Pero son otros los problemas que He Chong Yue denuncia a través de su cámara, fabricada por él mismo (utiliza una analógica, nunca digital). La exposición (que estará presente hasta el 7 de diciembre), nos traslada veinte años atrás, a la China de la Revolución Cultural de Mao. Chong Yue retrata murales de cerámica y vallas publicitarias que el gobierno chino apostaba al lado de carreteras para advertir sobre la planificación familiar.
Son diecinueve imágenes muy similares entre sí. En la gran mayoría, el paisaje que envuelve estos murales (siempre actúan como núcleo de la fotografía), está poblado de nieve en medio de lugares desoladores e incluso inhóspitos. Son escenas de una tranquilidad perturbadora, en las que nunca aparece nadie (salvo en una) alrededor de los paneles publicitarios. Todas ellas están realizadas en el invierno de 2007/2008, en las regiones occidentales de China.

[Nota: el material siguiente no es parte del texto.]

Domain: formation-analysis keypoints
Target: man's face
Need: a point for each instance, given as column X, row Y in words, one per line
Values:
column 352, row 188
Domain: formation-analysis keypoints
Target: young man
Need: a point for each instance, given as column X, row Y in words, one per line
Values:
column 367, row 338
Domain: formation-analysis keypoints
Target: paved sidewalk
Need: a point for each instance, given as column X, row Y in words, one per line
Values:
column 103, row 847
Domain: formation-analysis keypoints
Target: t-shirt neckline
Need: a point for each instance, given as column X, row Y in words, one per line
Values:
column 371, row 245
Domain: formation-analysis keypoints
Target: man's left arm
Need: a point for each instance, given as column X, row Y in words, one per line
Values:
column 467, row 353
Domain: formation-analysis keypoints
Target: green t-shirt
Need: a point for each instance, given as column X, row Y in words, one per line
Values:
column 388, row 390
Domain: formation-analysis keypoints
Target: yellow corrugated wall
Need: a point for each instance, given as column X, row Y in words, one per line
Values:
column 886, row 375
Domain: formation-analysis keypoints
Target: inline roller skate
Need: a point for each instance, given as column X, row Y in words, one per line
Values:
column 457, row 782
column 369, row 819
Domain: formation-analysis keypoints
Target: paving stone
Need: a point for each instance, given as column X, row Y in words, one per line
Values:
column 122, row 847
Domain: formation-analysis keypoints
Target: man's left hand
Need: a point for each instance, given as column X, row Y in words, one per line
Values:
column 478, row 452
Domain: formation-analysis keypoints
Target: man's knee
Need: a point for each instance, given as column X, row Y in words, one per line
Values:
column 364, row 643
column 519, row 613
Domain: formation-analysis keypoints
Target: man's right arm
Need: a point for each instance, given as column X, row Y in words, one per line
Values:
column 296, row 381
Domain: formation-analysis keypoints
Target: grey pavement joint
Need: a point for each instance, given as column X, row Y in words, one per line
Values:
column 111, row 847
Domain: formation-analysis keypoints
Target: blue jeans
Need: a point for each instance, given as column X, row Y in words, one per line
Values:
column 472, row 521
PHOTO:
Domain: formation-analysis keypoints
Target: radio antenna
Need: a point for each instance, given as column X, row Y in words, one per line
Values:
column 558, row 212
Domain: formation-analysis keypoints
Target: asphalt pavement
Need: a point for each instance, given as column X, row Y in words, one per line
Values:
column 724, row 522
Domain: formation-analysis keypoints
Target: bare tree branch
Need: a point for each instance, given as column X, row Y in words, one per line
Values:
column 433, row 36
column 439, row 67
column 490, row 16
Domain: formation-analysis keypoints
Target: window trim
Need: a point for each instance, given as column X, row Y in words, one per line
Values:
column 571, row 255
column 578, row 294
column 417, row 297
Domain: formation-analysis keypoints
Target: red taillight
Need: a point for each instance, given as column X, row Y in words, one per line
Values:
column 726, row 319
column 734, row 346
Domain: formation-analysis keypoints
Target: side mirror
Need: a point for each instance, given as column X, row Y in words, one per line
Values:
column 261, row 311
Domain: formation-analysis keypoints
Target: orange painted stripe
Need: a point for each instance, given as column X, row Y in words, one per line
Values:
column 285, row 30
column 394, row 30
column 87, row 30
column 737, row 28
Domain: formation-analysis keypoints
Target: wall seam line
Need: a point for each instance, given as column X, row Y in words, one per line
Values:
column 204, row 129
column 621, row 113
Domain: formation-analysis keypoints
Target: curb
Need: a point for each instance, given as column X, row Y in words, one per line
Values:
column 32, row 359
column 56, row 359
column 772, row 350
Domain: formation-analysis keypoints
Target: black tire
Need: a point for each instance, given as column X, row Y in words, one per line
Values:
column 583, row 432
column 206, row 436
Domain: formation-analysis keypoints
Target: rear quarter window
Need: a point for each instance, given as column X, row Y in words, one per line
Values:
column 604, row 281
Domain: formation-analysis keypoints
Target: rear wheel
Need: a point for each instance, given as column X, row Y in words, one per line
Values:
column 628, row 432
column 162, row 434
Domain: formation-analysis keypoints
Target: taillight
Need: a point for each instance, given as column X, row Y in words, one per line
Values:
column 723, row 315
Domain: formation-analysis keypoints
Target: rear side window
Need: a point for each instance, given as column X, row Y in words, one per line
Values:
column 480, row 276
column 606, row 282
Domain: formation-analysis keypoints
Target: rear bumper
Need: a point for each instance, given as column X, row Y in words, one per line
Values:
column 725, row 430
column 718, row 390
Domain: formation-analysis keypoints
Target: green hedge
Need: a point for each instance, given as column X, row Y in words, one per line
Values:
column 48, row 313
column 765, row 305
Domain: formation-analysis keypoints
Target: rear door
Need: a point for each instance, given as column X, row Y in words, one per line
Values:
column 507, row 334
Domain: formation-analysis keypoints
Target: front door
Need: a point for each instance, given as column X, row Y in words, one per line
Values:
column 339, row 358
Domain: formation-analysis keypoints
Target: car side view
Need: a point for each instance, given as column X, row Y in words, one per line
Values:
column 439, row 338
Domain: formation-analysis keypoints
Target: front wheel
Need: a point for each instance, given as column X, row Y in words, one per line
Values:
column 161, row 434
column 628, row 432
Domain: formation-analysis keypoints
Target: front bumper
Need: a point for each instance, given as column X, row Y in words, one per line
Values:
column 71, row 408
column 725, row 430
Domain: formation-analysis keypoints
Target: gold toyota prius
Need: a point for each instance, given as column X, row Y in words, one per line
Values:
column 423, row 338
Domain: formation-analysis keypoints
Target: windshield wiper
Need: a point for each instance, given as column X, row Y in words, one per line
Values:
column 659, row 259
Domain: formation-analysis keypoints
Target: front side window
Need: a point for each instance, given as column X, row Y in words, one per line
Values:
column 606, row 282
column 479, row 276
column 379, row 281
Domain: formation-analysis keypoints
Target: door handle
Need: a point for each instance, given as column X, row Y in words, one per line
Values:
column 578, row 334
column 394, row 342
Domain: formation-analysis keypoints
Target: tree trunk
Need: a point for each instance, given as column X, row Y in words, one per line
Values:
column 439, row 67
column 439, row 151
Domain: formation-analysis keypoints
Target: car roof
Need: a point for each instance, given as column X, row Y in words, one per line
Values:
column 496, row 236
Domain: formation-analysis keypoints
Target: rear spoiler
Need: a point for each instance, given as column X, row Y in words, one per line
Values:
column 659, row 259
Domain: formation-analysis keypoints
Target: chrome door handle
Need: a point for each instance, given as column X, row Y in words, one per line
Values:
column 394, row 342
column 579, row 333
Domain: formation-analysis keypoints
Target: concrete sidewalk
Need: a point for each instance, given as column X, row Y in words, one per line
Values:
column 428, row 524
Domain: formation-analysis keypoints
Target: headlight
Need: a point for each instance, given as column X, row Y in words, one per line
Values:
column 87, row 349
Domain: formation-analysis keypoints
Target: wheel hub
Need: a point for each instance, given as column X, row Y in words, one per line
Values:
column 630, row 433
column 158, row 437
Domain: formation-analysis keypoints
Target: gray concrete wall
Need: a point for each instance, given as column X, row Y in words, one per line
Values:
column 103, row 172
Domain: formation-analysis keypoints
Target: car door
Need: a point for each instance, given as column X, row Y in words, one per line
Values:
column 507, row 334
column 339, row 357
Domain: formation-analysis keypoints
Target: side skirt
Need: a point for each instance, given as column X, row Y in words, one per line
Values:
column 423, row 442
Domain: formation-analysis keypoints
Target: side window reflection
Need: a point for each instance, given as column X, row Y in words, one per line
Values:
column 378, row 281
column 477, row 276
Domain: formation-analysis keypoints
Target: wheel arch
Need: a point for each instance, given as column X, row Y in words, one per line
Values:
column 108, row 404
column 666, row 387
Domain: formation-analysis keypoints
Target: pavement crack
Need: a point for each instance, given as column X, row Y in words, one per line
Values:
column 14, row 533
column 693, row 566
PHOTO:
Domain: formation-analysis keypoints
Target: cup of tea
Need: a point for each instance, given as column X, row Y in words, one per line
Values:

Diversos eslóganes pueblan los murales. “El menor número de nacimientos y la mejora de los mismos, harán a las personas felices toda la vida”, dice uno de ellos en el que aparece una feliz pareja que cuida atentamente de su hijo. Otro es más directo aún: “Promover la cultura de un solo hijo”. El excesivo control gubernamental causaba estragos entre las familias: si tenían más de un hijo, pagabas unos impuestos que pocos se podían permitir. Esto ocasionaba la selección de hijos varones en las zonas rurales (para realizar trabajos agrícolas, de una mayor dureza) y el aborto o posterior abandono cuando se trataba de una niña.
Mil millones contra uno: Ser padres según la mentalidad feudal aborda el problema con inteligencia y sensibilidad. Chong Yue, recordando su propio pasado, coloca en los murales un espejo central en el que se refleja en el momento de realizar la fotografía. Un recurso original que destila compromiso en uno de los fotógrafos chinos con más repercusión social.